S’il reste beaucoup d’inconnues sur cette pandémie et ses conséquences, on peut d’ores et déjà en tirer deux leçons pour l’avenir : mieux anticiper, et agir plus vite.

Quiconque a fréquenté les allées du pouvoir sait la difficulté qu’il y a à trier les milliers d’informations qui remontent chaque jour. Certaines sont mal organisées et peu lisibles, ou présentent comme de graves menaces ce qui ne concerne que la personne qui les exprime. D’autres présentent comme une information mineure des faits qui nécessitent une alerte immédiate. J’ai eu l’occasion de mettre en place une méthode conçue pour mieux éclairer ce type de décisions, engagée en 2008. Des centaines d’experts et des milliers de contributeurs externes avaient été invités à contribuer à "France 2025". Cet exercice visait à donner aux français et à leurs élus plus d’informations sur les tendances de long terme et les risques contre lesquels notre pays devait se préparer, et à expliquer les voies possibles pour s’y préparer.

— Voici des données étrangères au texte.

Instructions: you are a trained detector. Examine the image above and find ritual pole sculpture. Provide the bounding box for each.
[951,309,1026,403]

Cette commission était présidée par une personnalité insoupçonnable de complaisance avec le gouvernement – Jacques Delors, désigné par Nicolas Sarkozy – et les présidents de groupes avaient été désignés pour leur capacité à poser les questions qui dérangent. L’horizon de 2025, trois mandats après le mandat présidentiel en cours, avait été fixé pour donner aux experts toute liberté pour dire ce qu’ils pensaient vrai.

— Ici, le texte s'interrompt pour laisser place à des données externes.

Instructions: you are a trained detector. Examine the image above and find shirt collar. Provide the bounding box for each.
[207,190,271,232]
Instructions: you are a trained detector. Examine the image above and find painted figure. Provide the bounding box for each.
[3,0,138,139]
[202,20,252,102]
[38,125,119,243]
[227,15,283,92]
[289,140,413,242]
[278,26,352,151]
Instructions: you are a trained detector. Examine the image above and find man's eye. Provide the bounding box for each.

Le premier tome de ces travaux, publié en avril 2008 est toujours disponible en ligne. Sa page 190, consacrée au risque de pandémie, lançait l’alerte suivante "Le PIB mondial pourrait chuter de 5 %. L’accumulation de problèmes économiques pourrait entraîner à terme une paralysie générale de l’économie". Cette alerte était mise en regard d’un système de santé dominé par une logique curative, au détriment de la prévention, de la recherche et de la formation médicale. Le rapport fut remis au président, et à la ministre de la santé de l’époque, qui quelques temps plus tard, fut accusée d'avoir trop anticipé le risque H1N1.



S’agissant de la vitesse de réaction, comme le rappelle Michael Ryan, responsable des programmes d’urgence de l’OMS, il faut viser la rapidité d’action plutôt que la perfection. Comme le montre le graphique qui suit, la vitesse à laquelle les pays ont réagi à la pandémie explique à elle seule plus de la moitié des écarts de mortalité entre pays. C’est la triste mécanique des courbes exponentielles : si le nombre total de décès augmente de 80% d’une semaine à l’autre, gagner une semaine c’est économiser autant de morts.

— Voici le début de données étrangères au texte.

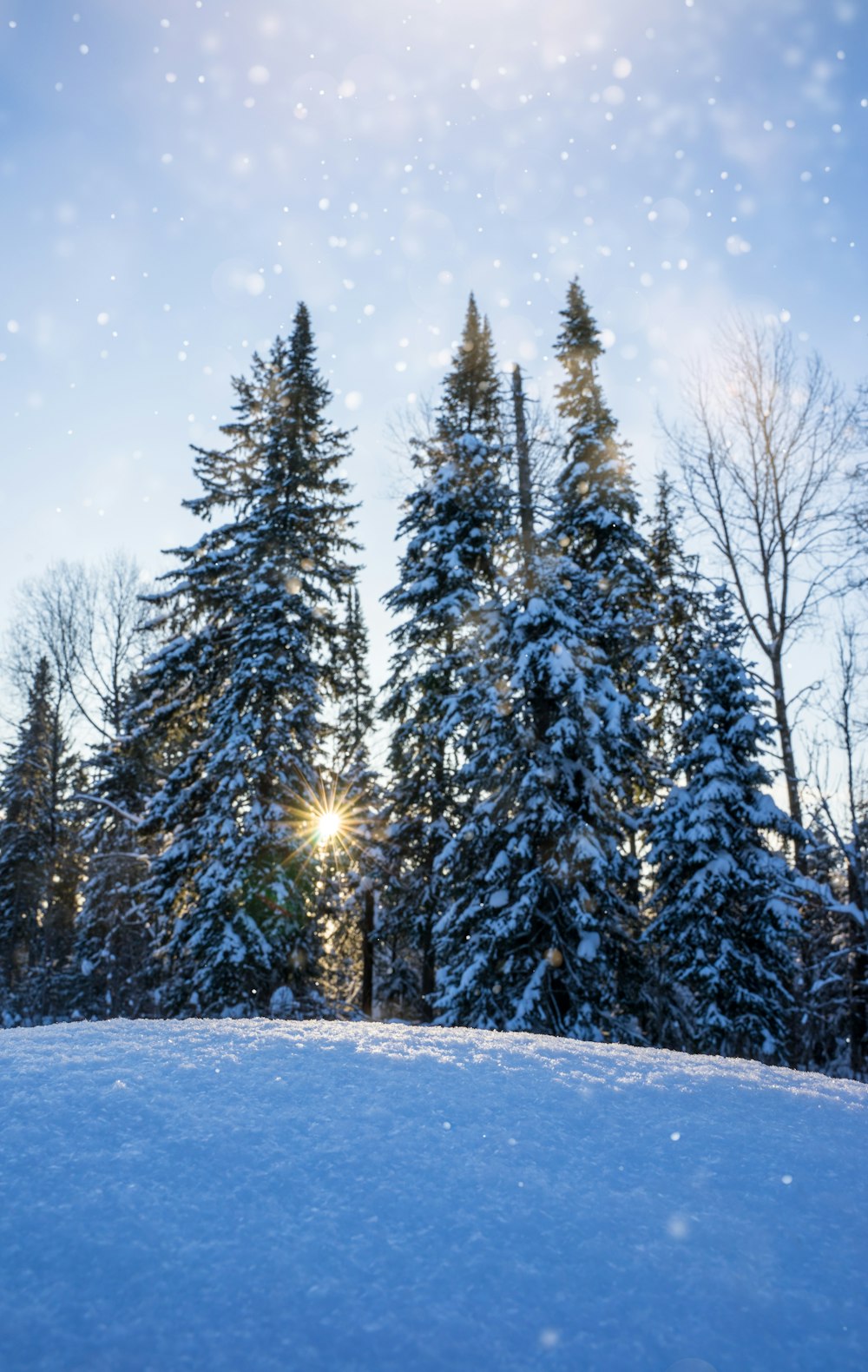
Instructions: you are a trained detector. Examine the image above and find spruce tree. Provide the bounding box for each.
[381,296,510,1018]
[437,286,648,1039]
[648,589,799,1062]
[0,657,81,1022]
[74,678,158,1018]
[549,281,654,1008]
[648,472,705,769]
[317,584,378,1014]
[140,305,355,1014]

Deux enseignements à en tirer :

1 - Qu’il s’agisse d’anticiper, de réagir ou d’identifier le bon moment pour déconfiner, l’analyse des données et les modèles de prévision peuvent faire gagner des jours précieux. Dans la mesure ou chaque jour de confinement coûte plusieurs milliards, on peut difficilement trouver de meilleur exemple en faveur d’une utilisation plus large de ces méthodes.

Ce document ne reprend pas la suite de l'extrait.